I just googled dawgpound, shoulda seen that pornsite coming
There's half of a squirrel in the bathtub - i figured you'd be the one to go to.
You couldve had sex with 2 drunk chicks on an alligator slide.
Now that I've lowered my makeout age to 21 I have a whole new sea to fish in.
We used the solo cup bag for her hair tie. Desperate times call for desperate measures.
He said "I can't wait for you to feel me inside of you so I can tell you gently that you're mine" and left me a 4 minute voice mail of him crying after I told him I didn't want to be with him. 30 year olds are off limits.
To give you an idea, there's a group upstairs trying to break down a door with their fists and heads.
Still at home. Videotaping hamsters.
I mentioned your name at this party and some girl started crying.
Dude.
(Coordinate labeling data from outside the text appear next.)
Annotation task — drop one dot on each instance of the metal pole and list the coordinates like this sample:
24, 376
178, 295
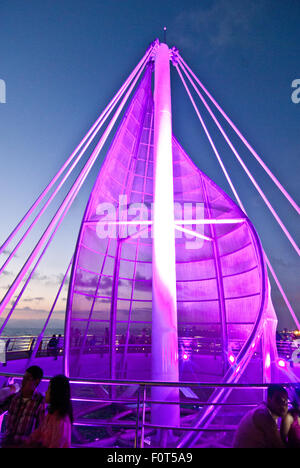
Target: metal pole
164, 305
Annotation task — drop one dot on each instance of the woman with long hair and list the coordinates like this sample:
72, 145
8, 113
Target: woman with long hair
55, 430
290, 424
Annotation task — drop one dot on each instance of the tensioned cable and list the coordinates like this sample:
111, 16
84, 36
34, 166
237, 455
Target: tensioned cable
258, 188
34, 268
240, 203
72, 192
41, 335
246, 143
88, 138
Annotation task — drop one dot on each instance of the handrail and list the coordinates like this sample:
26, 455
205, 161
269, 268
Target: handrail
142, 402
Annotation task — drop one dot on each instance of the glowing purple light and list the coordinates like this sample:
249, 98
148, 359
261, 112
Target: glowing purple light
231, 358
281, 363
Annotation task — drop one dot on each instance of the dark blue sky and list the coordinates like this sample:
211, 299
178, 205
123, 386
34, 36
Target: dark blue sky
62, 61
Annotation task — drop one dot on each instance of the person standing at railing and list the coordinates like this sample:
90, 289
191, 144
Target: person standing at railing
55, 430
26, 409
258, 428
290, 424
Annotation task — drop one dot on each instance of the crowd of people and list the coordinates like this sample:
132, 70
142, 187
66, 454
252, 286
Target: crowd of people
38, 421
260, 427
34, 420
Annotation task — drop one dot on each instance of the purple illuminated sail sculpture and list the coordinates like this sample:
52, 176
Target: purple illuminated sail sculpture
221, 282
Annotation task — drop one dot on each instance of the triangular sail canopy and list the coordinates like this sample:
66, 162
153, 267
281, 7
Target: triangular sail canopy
220, 272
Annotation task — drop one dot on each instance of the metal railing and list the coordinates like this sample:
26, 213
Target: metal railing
120, 411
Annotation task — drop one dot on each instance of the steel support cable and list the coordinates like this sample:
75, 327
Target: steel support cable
41, 335
246, 143
88, 138
210, 139
72, 192
260, 191
34, 268
242, 207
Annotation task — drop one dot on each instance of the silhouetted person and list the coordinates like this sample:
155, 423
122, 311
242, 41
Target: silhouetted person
258, 428
55, 430
290, 424
52, 346
26, 409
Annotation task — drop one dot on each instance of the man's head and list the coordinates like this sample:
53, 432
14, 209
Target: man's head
277, 400
31, 380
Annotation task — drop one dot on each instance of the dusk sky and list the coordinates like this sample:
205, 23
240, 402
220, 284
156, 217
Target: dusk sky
63, 60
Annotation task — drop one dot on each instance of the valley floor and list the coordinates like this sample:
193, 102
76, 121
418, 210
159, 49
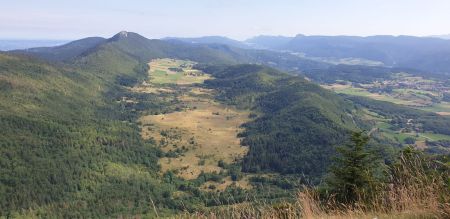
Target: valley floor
200, 135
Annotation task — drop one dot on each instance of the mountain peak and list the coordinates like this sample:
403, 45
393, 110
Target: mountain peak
123, 33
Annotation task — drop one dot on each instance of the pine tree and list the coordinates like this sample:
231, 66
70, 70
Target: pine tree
353, 172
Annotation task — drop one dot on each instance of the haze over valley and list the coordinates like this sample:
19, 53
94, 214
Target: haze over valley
258, 122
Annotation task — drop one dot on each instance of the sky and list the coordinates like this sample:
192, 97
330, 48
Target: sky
238, 19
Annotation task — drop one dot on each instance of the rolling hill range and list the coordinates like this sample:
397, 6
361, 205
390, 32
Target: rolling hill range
422, 53
98, 127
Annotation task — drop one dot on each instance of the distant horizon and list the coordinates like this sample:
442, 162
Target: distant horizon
237, 19
440, 36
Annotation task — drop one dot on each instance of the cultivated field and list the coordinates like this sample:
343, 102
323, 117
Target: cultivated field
167, 71
199, 135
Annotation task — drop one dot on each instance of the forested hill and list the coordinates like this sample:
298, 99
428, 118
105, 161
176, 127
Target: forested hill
135, 48
66, 144
422, 53
297, 123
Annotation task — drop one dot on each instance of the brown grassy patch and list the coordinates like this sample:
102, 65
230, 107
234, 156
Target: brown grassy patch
208, 132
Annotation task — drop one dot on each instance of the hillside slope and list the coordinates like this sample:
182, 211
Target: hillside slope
298, 125
67, 149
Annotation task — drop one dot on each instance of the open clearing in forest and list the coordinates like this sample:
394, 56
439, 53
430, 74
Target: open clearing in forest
172, 71
201, 134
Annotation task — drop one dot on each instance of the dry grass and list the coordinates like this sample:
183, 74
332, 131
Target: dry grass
209, 132
413, 192
160, 72
206, 130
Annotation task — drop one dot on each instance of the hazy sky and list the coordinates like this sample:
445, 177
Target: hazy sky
239, 19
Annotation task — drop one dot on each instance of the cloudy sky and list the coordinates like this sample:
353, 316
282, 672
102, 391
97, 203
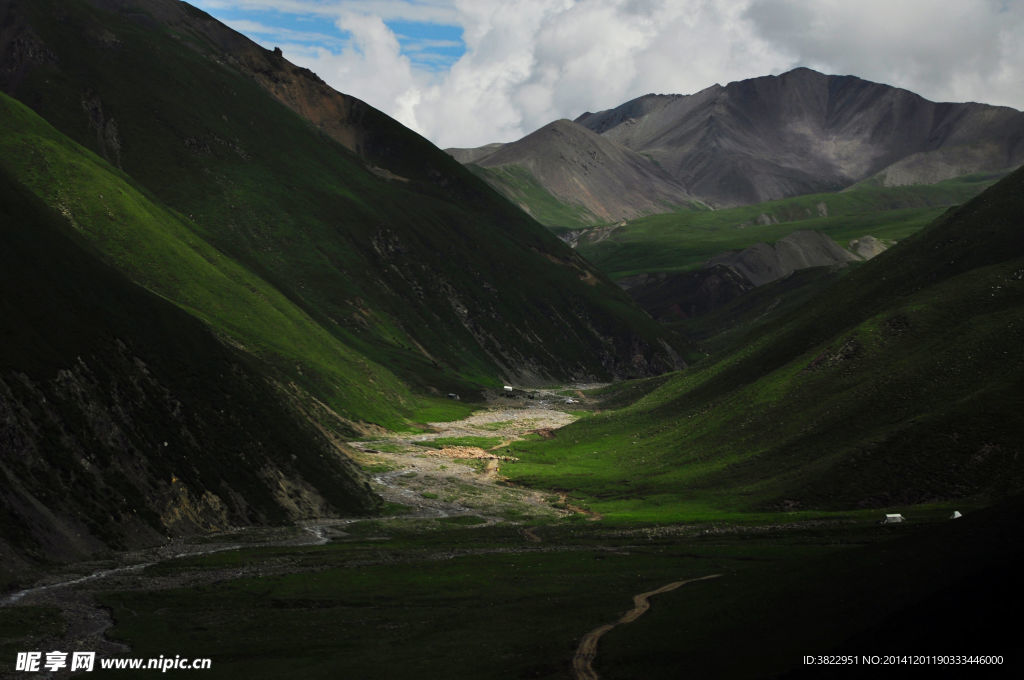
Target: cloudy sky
465, 73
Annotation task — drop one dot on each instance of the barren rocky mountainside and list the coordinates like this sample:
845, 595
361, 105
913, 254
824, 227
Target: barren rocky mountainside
607, 181
346, 212
777, 136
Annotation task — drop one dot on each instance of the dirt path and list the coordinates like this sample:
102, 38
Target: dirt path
587, 651
426, 480
453, 479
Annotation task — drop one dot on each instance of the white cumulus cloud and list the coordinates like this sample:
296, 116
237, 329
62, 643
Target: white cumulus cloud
529, 61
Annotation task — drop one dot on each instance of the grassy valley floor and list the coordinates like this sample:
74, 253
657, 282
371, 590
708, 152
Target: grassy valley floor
470, 577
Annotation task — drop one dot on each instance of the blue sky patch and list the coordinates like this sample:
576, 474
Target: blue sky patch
429, 46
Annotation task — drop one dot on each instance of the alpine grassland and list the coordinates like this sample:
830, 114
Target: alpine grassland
897, 384
154, 246
684, 241
393, 249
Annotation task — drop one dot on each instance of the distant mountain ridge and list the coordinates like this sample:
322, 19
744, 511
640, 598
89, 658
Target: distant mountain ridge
800, 132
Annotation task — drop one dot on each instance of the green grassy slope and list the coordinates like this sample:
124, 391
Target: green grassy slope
156, 247
678, 242
399, 253
898, 384
521, 187
124, 420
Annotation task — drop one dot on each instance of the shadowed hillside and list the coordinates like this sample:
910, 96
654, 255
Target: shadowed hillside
123, 420
388, 244
897, 384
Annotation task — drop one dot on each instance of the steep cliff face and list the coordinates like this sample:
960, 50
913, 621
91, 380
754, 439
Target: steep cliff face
123, 420
803, 132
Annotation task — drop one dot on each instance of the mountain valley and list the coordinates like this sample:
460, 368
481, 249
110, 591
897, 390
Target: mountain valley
286, 387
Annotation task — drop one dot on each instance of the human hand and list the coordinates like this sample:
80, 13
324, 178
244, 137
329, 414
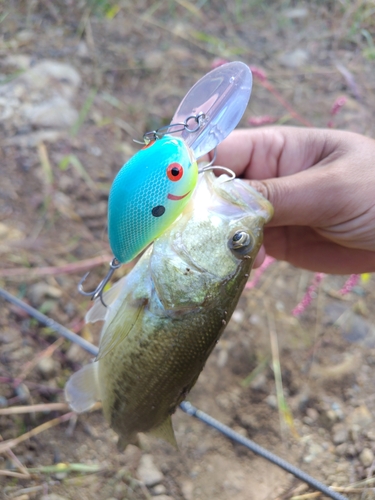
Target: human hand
322, 186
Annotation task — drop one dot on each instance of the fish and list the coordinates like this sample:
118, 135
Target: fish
165, 317
148, 194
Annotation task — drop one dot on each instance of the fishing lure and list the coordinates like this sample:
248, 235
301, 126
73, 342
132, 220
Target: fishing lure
153, 187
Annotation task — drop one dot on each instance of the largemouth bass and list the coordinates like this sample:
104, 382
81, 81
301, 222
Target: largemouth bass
165, 317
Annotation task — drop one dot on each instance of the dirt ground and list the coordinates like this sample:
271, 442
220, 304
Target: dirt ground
128, 66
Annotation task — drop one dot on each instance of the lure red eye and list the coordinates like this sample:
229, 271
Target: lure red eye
175, 172
148, 145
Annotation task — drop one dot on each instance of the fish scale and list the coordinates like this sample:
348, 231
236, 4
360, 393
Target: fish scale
171, 309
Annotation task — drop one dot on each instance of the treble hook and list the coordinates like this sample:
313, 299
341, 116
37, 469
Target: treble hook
98, 292
211, 166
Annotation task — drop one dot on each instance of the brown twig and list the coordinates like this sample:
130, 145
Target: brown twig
71, 268
47, 353
14, 474
11, 443
31, 408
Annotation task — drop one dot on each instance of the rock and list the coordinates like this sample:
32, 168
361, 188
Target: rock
366, 457
339, 434
54, 113
147, 471
360, 416
271, 400
159, 489
294, 59
341, 449
259, 383
48, 367
187, 488
41, 97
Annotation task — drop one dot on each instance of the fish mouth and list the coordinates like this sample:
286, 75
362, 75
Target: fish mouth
174, 197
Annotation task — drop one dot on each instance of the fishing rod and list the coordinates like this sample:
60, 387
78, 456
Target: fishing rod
185, 406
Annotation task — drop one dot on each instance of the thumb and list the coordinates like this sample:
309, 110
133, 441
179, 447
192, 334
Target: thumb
306, 198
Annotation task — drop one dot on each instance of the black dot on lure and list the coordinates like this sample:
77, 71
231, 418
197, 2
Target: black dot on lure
158, 211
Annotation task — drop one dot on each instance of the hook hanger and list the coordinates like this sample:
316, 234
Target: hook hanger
211, 166
98, 292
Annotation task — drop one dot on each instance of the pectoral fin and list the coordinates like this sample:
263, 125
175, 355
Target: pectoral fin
82, 389
165, 431
119, 328
99, 312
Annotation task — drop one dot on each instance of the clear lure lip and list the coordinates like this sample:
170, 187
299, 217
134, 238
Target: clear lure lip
222, 97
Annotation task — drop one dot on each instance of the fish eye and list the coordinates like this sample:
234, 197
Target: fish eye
175, 172
241, 242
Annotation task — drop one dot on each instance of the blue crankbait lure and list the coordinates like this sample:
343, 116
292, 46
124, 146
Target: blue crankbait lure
153, 187
148, 194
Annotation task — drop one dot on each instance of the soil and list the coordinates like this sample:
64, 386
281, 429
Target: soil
135, 64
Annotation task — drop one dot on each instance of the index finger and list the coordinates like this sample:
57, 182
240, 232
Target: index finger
275, 151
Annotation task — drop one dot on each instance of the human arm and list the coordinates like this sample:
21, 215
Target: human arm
322, 185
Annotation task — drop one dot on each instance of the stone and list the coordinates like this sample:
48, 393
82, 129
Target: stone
54, 113
48, 367
259, 383
271, 400
366, 457
41, 97
147, 471
339, 434
159, 489
360, 416
187, 488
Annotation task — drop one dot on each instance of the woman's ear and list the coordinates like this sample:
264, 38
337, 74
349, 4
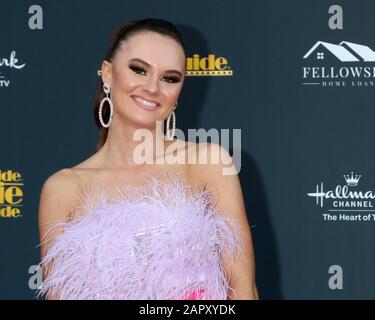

Going to the Theme park the day after the 4th of July was the worst idea I've ever had.
Jesus fuck that was emotional whiplash
I got arrested in a leprechaun onesie
He shit with the door open. I think that means we are in a realtionship.
I swear to God if you start calling your dick “my pegasus” we’re not friends anymore
I have betrayed my no carb ways & I can feel it.
Embrace it. Come over to the dark side. I'll feed you muffins while stroking your hair.